Here on any trial, the probability of picking a point in $[0,0.2)$ is $0.2$. Call picking such a point a "success." Let the experiment be repeated $100$ times. If the random variable $X$ is the number of successes, then $X$ has binomial distribution. The probability that the number of successes is greater than $50$ is $\sum_{k=51}^{100} \binom{100}{k}(0.2)^k(0.8)^{100-k}.$ In the old days, the above sum would have been very unpleasant to compute. However, Wolfram Alpha computes this easily, and gives an answer of about $5.18\times 10^{-12}$.

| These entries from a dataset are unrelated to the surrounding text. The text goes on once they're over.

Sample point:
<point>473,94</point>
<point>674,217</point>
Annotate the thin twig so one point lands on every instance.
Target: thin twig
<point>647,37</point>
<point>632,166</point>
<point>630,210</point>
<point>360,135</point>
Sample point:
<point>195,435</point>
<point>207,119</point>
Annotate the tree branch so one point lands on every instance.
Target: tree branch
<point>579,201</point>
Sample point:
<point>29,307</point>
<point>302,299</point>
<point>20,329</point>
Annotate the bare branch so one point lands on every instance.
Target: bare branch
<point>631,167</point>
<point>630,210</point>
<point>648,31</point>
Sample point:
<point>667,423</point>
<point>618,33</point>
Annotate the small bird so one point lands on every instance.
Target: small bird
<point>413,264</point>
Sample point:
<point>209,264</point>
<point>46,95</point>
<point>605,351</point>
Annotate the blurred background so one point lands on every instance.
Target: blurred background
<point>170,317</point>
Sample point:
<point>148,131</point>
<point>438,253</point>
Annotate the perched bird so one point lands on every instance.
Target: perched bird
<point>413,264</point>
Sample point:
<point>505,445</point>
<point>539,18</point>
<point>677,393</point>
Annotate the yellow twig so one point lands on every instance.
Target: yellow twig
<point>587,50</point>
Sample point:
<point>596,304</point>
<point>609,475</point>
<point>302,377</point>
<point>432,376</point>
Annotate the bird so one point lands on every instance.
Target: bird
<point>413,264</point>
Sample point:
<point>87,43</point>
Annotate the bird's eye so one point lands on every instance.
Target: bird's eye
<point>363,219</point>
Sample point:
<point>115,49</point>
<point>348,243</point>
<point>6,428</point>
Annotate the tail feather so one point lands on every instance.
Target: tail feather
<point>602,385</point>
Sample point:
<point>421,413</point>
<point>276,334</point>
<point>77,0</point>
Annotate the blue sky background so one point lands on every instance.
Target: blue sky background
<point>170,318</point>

Comment: In the post, there is the assertion that $P(X\ge 50)=1-P(X=49)$. That is not correct. Indeed $P(X \ge 50)$ is close to $0$, while $1-P(X=49)$ is close to $1$. But the following assertion would be correct. $P(X \ge 50)=1-P(X\le 49).$
By the way, Wolfram Alpha says that $P(X \ge 50)\approx 2.14\times 10^{-11}$. Thus $P(X=50)\approx 1.62\times 10^{-11}$. This is very small, of course, but about $3$ times as large as the probability that $X\ge 51$. That shows that the terms after $50$ are not only small, they also decay rapidly.